Instrumental vs Terminal Desiderata

Bob: “I want my AGI to make everyone extremely wealthy! I’m going to train that to be its goal.”

Cassie: “Stop! You’ll doom us all! While wealth is good, it’s not everything that’s good, and so even if you somehow build a wealth-maximizer (instead of summoning some random shattering of your goal), it will sacrifice all the rest of the good in the name of wealth!”

Bob: “Maybe if it suddenly became a god-like superintelligence, but I’m a hard take-off skeptic. In the real world we have continuous processes and I’m going to be in control. If it starts to go off the rails, I’ll just stop it and re-train it to not do that.”

Cassie: “Be careful what you summon! While it may seem like you’re in control in the beginning, these systems are generalized obstacle-bypassers, and you’re making yourself into an obstacle that needs to be bypassed. Whether that takes two days or twenty years, you’re setting us up to die.”

Bob: “Ok, fine. So I’ll build my AGI to make people rich and simultaneously to respect human values and property rights and stuff. At the point where it can bypass me, it’ll avoid turning everyone into bitcoin mining rigs or whatever because that would go against its goal of respecting human values.”

Cassie: “What does ‘human values’ even mean? I agree that if you can build an AGI that is truly aligned, we’re good, but that’s a tall order and it doesn’t even seem like what you’re aiming for. Instead, it seems like you think we should train the AGI to maximize a pile of desiderata.”

Bob: “Yeah! My AGI will be helpful, obedient, corrigible, honest, kind, and will never produce copyrighted songs, memorize the NYT, or impersonate Scarlett Johansson! I’ll add more desiderata to the list as I think of them.”

Cassie: “And what happens when those desiderata come into conflict? How does it decide what to do?”

Bob: “Hrm. I suppose I’ll define a hierarchy like Asimov’s laws. Some of my desiderata, like corrigibility, will be constraints, while others, like making people rich, will be values. When a constraint comes in conflict with a value, the constraint wins. That way my agent will always shut down when asked, even though doing so would be a bad way to make us rich.”

Cassie: “Shutting down when asked isn’t the hard part of corrigibility, but that’s a tangent. Suppose that the AGI is faced with a choice of a 0.0001% chance of being dishonest, but earning a billion dollars, or a 0.00001% chance of being dishonest, but earning nothing. What will it do?”

Bob: “Hrm. I see what you’re saying. If my desiderata are truly arranged in a hierarchy with certain constraints on top, then my agent will only ever pursue its values if everything upstream is exactly equal, which won’t be true in most contexts. Instead, it’ll essentially optimize solely for the topmost constraint.”

Cassie: “I predict that it’ll actually learn to want a blend of things, and find some weighting such that your so called ‘constraints’ are actually just numerical values along with the other things in the blend. In practice you’ll probably get a weird shattering, but if you’re magically lucky on getting what you aim for, you’ll still probably just get a weighted mixture. Getting a truly hierarchical goal seems nearly impossible outside of toy problems.”

Bob: “Doesn’t this mean we’re also doomed if we train an AGI to be truly aligned? Like, won’t it still sometimes sacrifice one aspect of alignment, like being honest, in order to get a sufficiently large quantity of another aspect of alignment, like saving lives?”

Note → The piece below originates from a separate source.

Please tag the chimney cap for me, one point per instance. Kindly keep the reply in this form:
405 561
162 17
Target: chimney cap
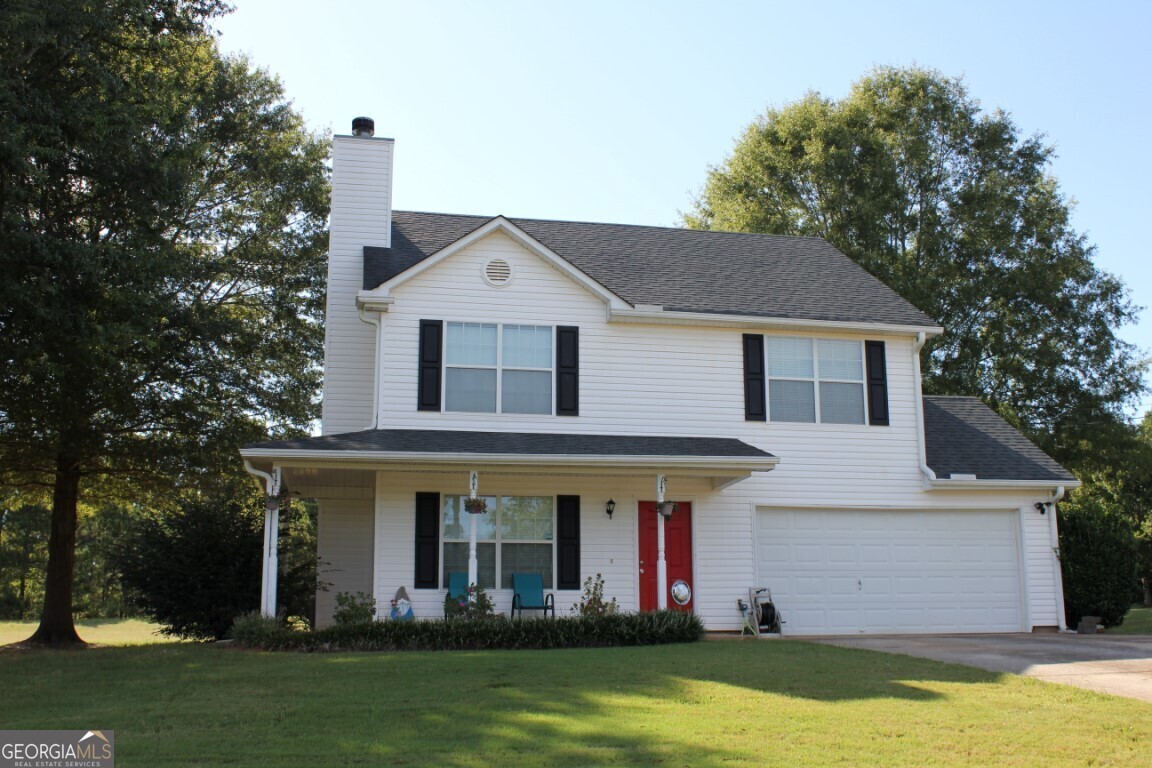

Cassie: “That seems confused. My point is that a coherent agent will act as though it’s maximizing a utility function, and that if your strategy involves lumping together a bunch of desiderata as good-in-themselves (i.e. terminally valuable) then you need to have a story about why the system will have the exact right weighting. By contrast, we can see some systems as emergently producing desiderata as a means towards their underlying goals (i.e. instrumentally valuable). If an aligned system choses to be deceitful, it is because, by assumption, the system believed that dishonesty was the best way to get a good outcome. It’s not sacrificing anything, except insofar as there might be better strategies that are even better at getting what it wants.”

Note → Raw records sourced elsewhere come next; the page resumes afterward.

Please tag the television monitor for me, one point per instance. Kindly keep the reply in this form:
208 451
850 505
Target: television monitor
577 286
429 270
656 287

Bob: “So you’re saying that I should be making an AGI which satisfies my desiderata as an emergent consequence of pursuing its goals, rather than as an ends in themselves?”

Cassie: “Actually, I’m telling you not to build AGI. One of many reasons you’re doomed is because, regardless of what choice you make regarding whether to try to get your desiderata instrumentally or terminally, you’ve got problems. If you try and get all your desiderata a terminal values, somehow you need to ensure that the numerical weights you attach to each one are exactly correct, and it won’t end up ignoring some vital characteristic like shutdownability in favor of maximizing the other things in its weighted sum. Conversely, if your story is that by picking your goal very carefully, you’ll get all the things you need emergently, then you need to ensure that you’re not fooling yourself, and that those things do, in fact, show up in practice, even when the AGI starts operating in a novel environment, such as one where it’s superintelligent. There are additional sources of doom besides this, but at the very least you need to be clear about which side of this fork you’re trying to take, and how you’re dealing with that path’s problem.”